Donald Trump Peringatkan Taiwan Tidak Deklarasikan Kemerdekaan

Presiden Amerika Serikat Donald Trump memberikan peringatan keras kepada Taiwan agar tidak mendeklarasikan kemerdekaan dari China setelah dirinya melakukan pertemuan puncak dengan Presiden China Xi Jinping pada Jumat (15/5/2026).

Pernyataan mengejutkan tersebut dilansir dari Kompas yang mengutip laporan dari BBC. Kebijakan ini memicu sorotan tajam mengingat Amerika Serikat selama ini terikat hukum untuk menyediakan sarana pertahanan bagi Taiwan.

Meskipun memberikan bantuan militer, Amerika Serikat tetap mengakui kebijakan satu China demi menyelaraskan aliansi diplomasi. Di sisi lain, Presiden Taiwan Lai Ching-te sebelumnya menyatakan bahwa wilayahnya sudah menjadi negara berdaulat sehingga tidak perlu deklarasi formal.

"Saya tak ingin ada yang merdeka," kata Trump di akhir pertemuan puncak dengan Xi Jinping, Jumat (15/5/2026) dikutip dari BBC.
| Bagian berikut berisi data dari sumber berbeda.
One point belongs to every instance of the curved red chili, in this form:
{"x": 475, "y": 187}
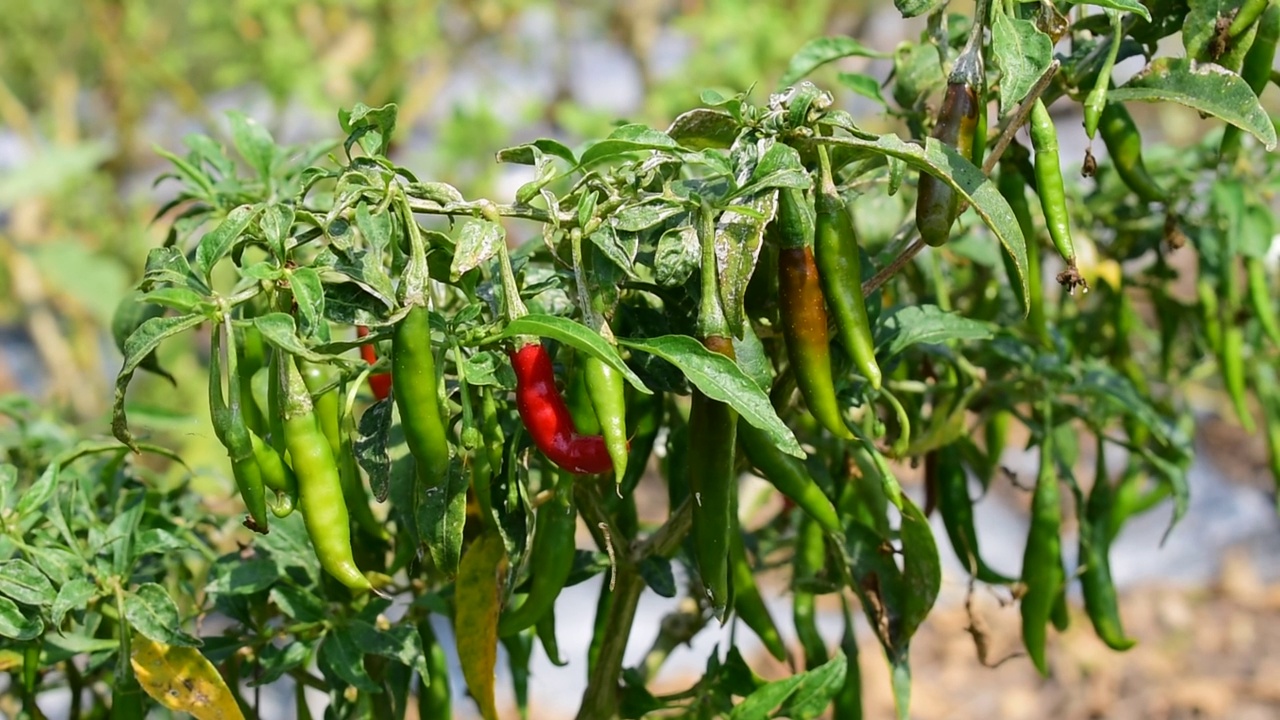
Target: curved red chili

Mantan presiden yang kembali memimpin AS itu juga menjelaskan bahwa tidak ada komitmen baru yang dibuat terkait wilayah pulau tersebut. Langkah ini diambil karena dirinya enggan menyeret negaranya ke dalam konflik bersenjata yang jauh.

"Anda tahu, kami seharusnya melakukan perjalanan 9.500 mil (15,289km) untuk berperang. Saya tak mencari itu," kata Trump.

Penegasan mengenai stabilitas kawasan menjadi prioritas utama dalam dialog bilateral tersebut. Hubungan antara Washington dan Beijing diharapkan tidak terganggu oleh pergerakan politik di Selat Taiwan.

"Saya ingin mereka tetap tenang, saya ingin China tetap tenang," ucapnya.

Trump mengakui bahwa persoalan mengenai status pulau tersebut menjadi topik bahasan yang mendalam bersama pemimpin China. Namun, ia enggan membeberkan komitmen pertahanan bersenjata dari pihak Amerika Serikat.

"Xi sangat peduli terhadap pulau itu, dan tak ingin melihat gerakan kemerdekaan," ujar Trump.

Pemerintah Beijing sendiri terus menyuarakan penolakan terhadap kepemimpinan Lai Ching-te yang mereka sebut sebagai perusak perdamaian. Walau begitu, mayoritas warga Taiwan saat ini lebih memilih untuk mempertahankan status quo.